ROBERT KURZ - LOS ÚLTIMOS COMBATES (1996) / primera parte

ROBERT KURZ

LOS ÚLTIMOS COMBATES (1996) / primera parte

El Mayo parisino de 1968, el Diciembre parisino de 1995 y el reciente Acuerdo de Trabajo alemán

Texto original alemán en Krisis, nº 18. Erlangen: Horleman, Nuremberg, 1996. Versión portuguesa en Novos Estudos CEBRAP, Nº 46, S. Pablo, noviembre 1996. Traducción al portugués: José Marques Macedo. Traducción portugués-español: Round Desk.



Mayo del 68 en retrospectiva

¿Quién no se acuerda del Mayo parisino?
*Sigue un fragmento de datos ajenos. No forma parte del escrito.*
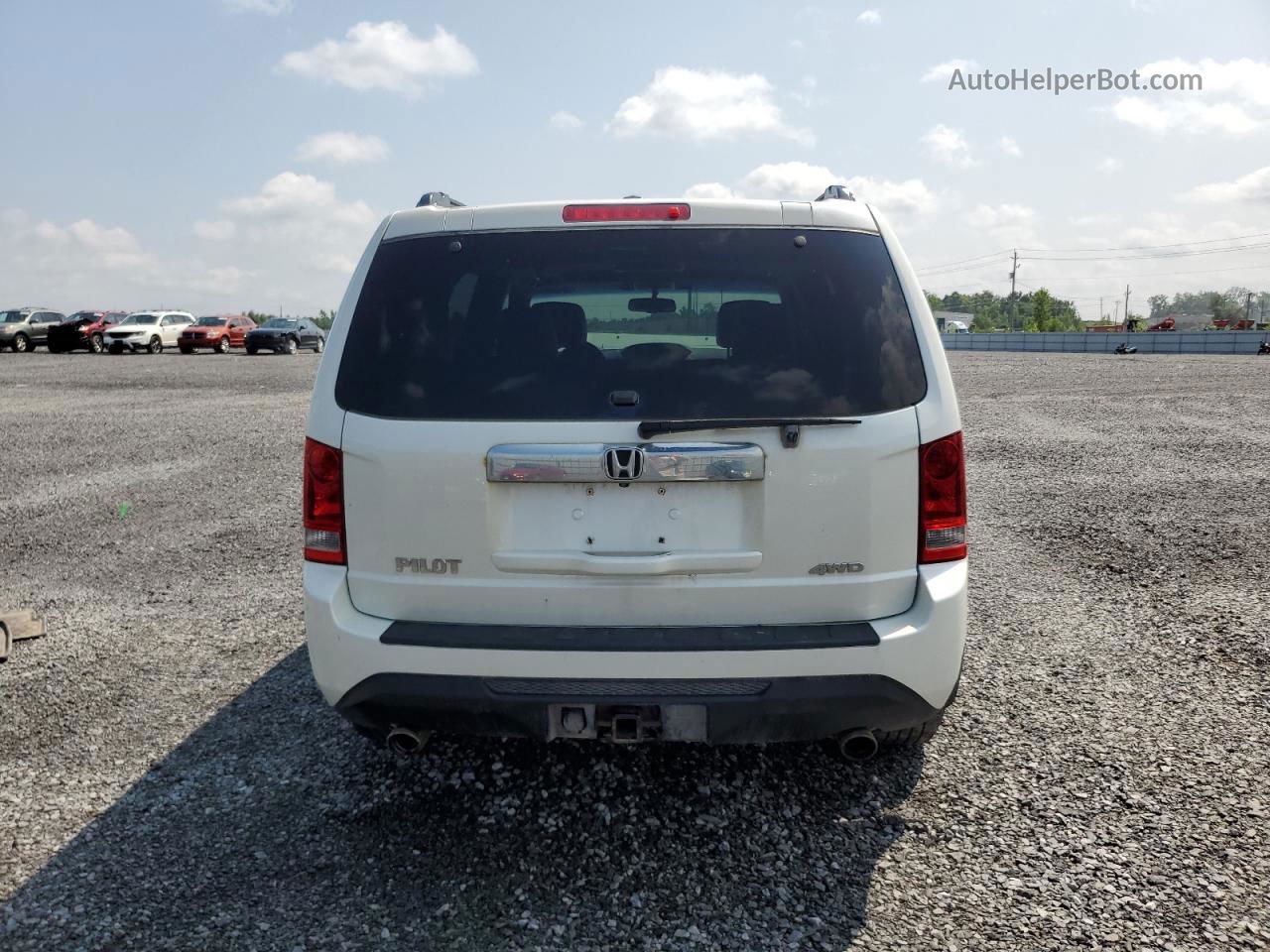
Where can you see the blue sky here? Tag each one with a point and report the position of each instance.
(236, 154)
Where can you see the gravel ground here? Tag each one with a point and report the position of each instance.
(169, 777)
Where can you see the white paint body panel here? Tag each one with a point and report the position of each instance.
(737, 555)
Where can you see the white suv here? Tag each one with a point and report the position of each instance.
(148, 330)
(634, 471)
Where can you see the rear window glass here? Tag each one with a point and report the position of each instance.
(630, 322)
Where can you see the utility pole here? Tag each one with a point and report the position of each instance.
(1014, 306)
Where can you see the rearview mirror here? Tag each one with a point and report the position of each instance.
(652, 304)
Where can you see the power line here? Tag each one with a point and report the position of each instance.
(1170, 275)
(962, 261)
(1165, 254)
(1080, 255)
(1147, 248)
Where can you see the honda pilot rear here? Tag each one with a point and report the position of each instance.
(636, 471)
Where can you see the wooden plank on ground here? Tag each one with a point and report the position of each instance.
(18, 626)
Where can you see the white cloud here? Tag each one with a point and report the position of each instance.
(708, 190)
(985, 216)
(803, 181)
(907, 197)
(945, 70)
(1246, 80)
(1008, 223)
(294, 211)
(949, 146)
(1183, 114)
(341, 149)
(217, 230)
(295, 241)
(384, 56)
(291, 195)
(1095, 221)
(1254, 186)
(270, 8)
(566, 121)
(703, 105)
(1243, 86)
(51, 234)
(790, 180)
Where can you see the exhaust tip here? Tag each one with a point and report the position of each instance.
(404, 742)
(857, 746)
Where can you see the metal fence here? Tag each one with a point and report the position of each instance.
(1213, 341)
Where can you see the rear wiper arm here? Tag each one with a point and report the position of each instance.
(789, 425)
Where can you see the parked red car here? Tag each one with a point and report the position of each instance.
(218, 333)
(82, 329)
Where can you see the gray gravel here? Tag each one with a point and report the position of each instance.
(169, 777)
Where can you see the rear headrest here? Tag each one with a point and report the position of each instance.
(748, 326)
(566, 317)
(525, 335)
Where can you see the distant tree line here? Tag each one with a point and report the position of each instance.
(1228, 304)
(1037, 311)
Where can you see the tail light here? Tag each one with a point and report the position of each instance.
(662, 211)
(942, 520)
(324, 504)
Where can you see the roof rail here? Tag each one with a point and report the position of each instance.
(835, 191)
(440, 199)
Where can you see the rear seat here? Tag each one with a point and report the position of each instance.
(753, 331)
(568, 321)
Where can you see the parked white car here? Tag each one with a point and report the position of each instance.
(635, 470)
(148, 330)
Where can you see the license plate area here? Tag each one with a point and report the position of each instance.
(634, 518)
(627, 724)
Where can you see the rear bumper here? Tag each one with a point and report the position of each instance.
(747, 711)
(907, 671)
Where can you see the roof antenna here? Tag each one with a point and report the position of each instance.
(835, 191)
(439, 199)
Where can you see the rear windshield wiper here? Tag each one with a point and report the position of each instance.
(789, 425)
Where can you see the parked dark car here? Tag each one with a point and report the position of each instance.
(82, 330)
(286, 335)
(217, 333)
(23, 329)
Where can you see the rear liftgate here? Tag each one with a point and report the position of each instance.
(633, 490)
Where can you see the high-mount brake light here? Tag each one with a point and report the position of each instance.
(324, 504)
(942, 517)
(676, 211)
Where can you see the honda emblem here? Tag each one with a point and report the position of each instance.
(624, 463)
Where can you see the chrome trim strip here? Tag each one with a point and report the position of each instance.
(663, 462)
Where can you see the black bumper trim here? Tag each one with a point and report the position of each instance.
(788, 710)
(543, 638)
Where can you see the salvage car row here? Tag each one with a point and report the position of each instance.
(23, 329)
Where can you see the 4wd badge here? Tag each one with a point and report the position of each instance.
(835, 569)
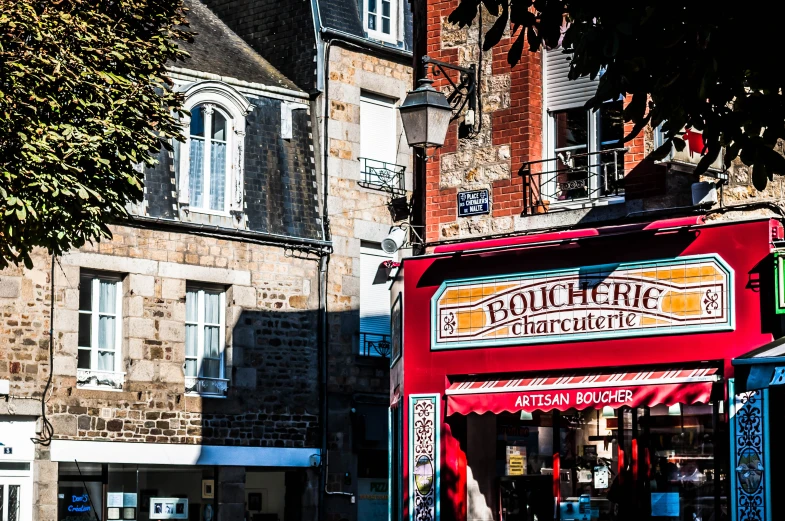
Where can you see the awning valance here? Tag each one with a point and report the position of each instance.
(635, 389)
Incluso el que no estuvo presente por haber nacido más tarde, lo recuerda sobre la base de los documentos de la historia, y hasta hoy Mayo del 68 vaga como alma en pena por la literatura. El Mayo parisino del 68, no el Mayo de Berlín o de Frankfurt, que fueron más bien un simulacro de Mayo. Francia, en realidad, fue sacudida en sus cimientos burgueses, y De Gaulle se arrojó a los brazos del general Massu, que ya no veía la hora de desplazar a París los tanques del ejército francés estacionados en Renania. La revuelta de los estudiantes, hecha estallar por un pequeño grupo de marxistas de izquierda, los llamados «situacionistas» de la Universidad de Nanterre/1, fue una verdadera chispa capaz de prender fuego a las estepas: las batallas en la Universidad, como es sabido, desencadenaron una colosal oleada de huelgas e innumerables ocupaciones de fábricas por los trabajadores. A diferencia del relativamente pálido movimiento del 68 en Alemania, el Mayo parisino parecía poner la cuestión de la emancipación social en el orden del día, y la base sindical estaba pronta para la confrontación social.

Del 3 de mayo al 30 de junio de 1968, el poder del sistema dominante pareció paralizado. Daniel Cohn-Bendit, ya entonces vanidoso a más no poder, aunque todavía no cretinizado a fuerza de democracia, escribió de un modo inflamado y virulento, parafraseando al Manifiesto Comunista:

• Con la construcción de barricadas, el movimiento revolucionario rompió el muro del silencio [...] Un fantasma recorre el mundo, el fantasma del radicalismo de izquierda. Todos los poderes del mundo antiguo se unen en una cruzada contra este espectro: el Papa y Kosygin, Johnson y De Gaulle, comunistas franceses y policías alemanes/2.

Comunistas franceses porque el Partido Comunista Francés (PCF), al estilo conocido de los partidos de izquierda occidentales, fue capaz de estrangular y canalizar el movimiento por la vía parlamentaria, con la ayuda de su influencia sindical. La posibilidad, refulgente durante un breve período histórico, de consumar en un país capitalista altamente desarrollado una transformación revolucionaria y una emancipación social se perdió de vista en el horizonte. Y visto desde la distancia histórica, no fueron solamente las maniobras burocráticas del PCF, ni las reacciones de la burguesía –por ejemplo, una nutrida manifestación de los comerciantes de clase media contra sus hijos a favor del monumento nacional De Gaulle– las que frustraron una subversión revolucionaria. Fue también una curiosa ceguera acerca de los objetivos del propio movimiento –ceguera que no puede ser explicada solamente por su espontaneidad, y a partir de la cual la fugaz posibilidad fue una vez más desviada hacia lo imposible.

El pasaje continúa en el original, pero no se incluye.